No matter how well individual assessments or assessment programs are designed or intended, if teachers and learners do not understand or agree with their function or purpose, they will likely become trivialized. Programmatic assessment requires a transition from a teacher-directed approach to a learner-led assessment approach in which the development of expertise is emphasized. This change in roles and responsibilities for teachers as well as learners will almost inevitably cause uncertainty and involve resistance. Teachers and learners are more likely to support and invest in such a change if they subscribe to its educational value and are empowered to assume ownership of it. When it is clear how this change solves problems they might have, instead of creating new ones, teacher and learners might be more inclined to endorse this transition [42]. Their understanding and commitment to this transition can be aided by their active involvement in the entire process, from the start of the decision to implement a programmatic assessment approach to its operationalization. This requires sufficient training, instructions, guidance, and support systems. Moreover, change takes time and requires strong leadership, the importance of which should not be underestimated.
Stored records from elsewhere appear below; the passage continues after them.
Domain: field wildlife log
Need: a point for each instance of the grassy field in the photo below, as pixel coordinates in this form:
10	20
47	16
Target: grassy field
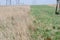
46	22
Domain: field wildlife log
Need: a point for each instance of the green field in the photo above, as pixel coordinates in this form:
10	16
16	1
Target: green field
46	22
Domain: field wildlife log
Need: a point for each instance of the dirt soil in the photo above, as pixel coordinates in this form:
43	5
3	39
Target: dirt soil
14	21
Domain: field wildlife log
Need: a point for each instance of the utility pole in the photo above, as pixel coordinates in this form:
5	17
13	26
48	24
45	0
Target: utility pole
10	2
17	2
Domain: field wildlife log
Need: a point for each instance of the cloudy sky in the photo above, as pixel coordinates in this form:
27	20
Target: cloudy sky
29	2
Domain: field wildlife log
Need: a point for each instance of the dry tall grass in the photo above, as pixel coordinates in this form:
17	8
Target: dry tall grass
14	21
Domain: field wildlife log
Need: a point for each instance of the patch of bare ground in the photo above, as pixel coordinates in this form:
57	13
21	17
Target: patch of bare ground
14	21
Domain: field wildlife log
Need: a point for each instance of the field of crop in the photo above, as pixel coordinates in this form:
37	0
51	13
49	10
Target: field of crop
29	23
46	23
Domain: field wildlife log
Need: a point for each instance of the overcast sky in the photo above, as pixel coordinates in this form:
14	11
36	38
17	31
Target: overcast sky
29	2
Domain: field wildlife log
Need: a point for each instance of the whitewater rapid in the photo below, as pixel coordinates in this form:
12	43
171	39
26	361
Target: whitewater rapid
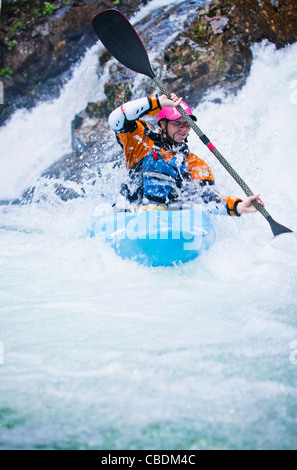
100	353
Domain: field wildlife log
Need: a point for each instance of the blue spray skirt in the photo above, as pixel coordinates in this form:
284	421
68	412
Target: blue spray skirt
155	237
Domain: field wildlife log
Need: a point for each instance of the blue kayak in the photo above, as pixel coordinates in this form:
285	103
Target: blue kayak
155	237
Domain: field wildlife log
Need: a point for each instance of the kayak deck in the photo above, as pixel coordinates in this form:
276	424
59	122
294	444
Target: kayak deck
155	237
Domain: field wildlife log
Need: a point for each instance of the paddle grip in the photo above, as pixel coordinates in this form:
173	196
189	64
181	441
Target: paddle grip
214	150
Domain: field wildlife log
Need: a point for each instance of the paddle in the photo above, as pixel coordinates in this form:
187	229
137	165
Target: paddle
122	41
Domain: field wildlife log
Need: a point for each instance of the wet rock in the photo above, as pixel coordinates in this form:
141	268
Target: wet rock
215	49
40	41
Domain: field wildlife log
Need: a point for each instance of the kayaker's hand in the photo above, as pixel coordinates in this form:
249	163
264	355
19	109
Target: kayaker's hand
247	206
170	103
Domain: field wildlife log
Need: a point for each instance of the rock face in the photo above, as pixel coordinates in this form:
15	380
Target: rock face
216	48
213	48
40	41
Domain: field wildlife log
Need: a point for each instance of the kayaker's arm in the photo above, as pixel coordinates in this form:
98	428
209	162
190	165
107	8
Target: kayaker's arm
200	171
123	118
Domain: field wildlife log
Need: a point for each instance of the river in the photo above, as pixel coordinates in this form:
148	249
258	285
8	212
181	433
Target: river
101	353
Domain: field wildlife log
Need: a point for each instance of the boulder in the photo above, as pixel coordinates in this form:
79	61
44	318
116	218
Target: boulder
39	43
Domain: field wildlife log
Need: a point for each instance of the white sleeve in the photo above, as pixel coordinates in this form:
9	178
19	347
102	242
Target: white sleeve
130	111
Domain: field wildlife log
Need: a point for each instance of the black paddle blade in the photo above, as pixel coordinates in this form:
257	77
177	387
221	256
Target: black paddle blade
277	229
121	40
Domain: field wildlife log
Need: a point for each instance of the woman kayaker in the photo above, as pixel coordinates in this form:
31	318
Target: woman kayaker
161	167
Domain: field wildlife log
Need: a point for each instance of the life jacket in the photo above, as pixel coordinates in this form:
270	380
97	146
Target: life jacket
161	171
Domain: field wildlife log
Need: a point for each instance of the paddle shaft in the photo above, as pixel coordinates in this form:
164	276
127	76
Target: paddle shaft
214	150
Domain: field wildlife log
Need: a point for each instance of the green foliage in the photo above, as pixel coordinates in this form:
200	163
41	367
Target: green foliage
6	72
Notably, the vast majority of the included studies were conducted in the clinical setting, in which workplace-based assessment plays a major and vital role. This raises the question whether a preclinical setting in which the lower levels of Miller’s competency pyramid [43] are often more dominant in learning and assessment practice is aligned with the underlying assumptions of programmatic assessment. Perhaps the approach is more compatible and therefore appealing for assessment in the clinical setting. This is an interesting question for future research. In a similar vein, we found that the majority of included articles originated in the Netherlands. This raises potential questions about the use of programmatic assessment outside this context and provides a warrant for future researchers to conduct further investigation.

Limitations

This review must be considered in light of its limitations. Studies that did not present their assessment programme as programmatic assessment, while still investigating the same principles, might have been missed due to the nature of our inclusion criteria. Despite our efforts to be comprehensive in our searches, it is possible that we inadvertently missed a paper even though we took steps such as hand searching the papers included to safeguard against this possibility. With respect to the holistic approach of meaningful triangulation, it is important to note that several studies in our review focused on a single assessment instrument, for example the mini-CEX [21, 22, 36], the progress test [27], or a single competence such as professionalism [25, 29]. Additionally, our search strategy yielded a number of studies describing valuable lessons drawn from the local implementation process. Though these would provide valuable lessons for others aiming to implement programmatic assessment, they were outside the scope of this review.

Conclusion

This study adds to the literature by comprehensively collecting and reviewing studies that examined programmatic assessment in practice. Although some of the evidence in the literature may seem compelling to support the effectiveness of programmatic assessment in practice, tensions will emerge when simultaneously stimulating the development of competencies and assessing its result. The identified factors and inferred strategies provide guidance for navigating these tensions.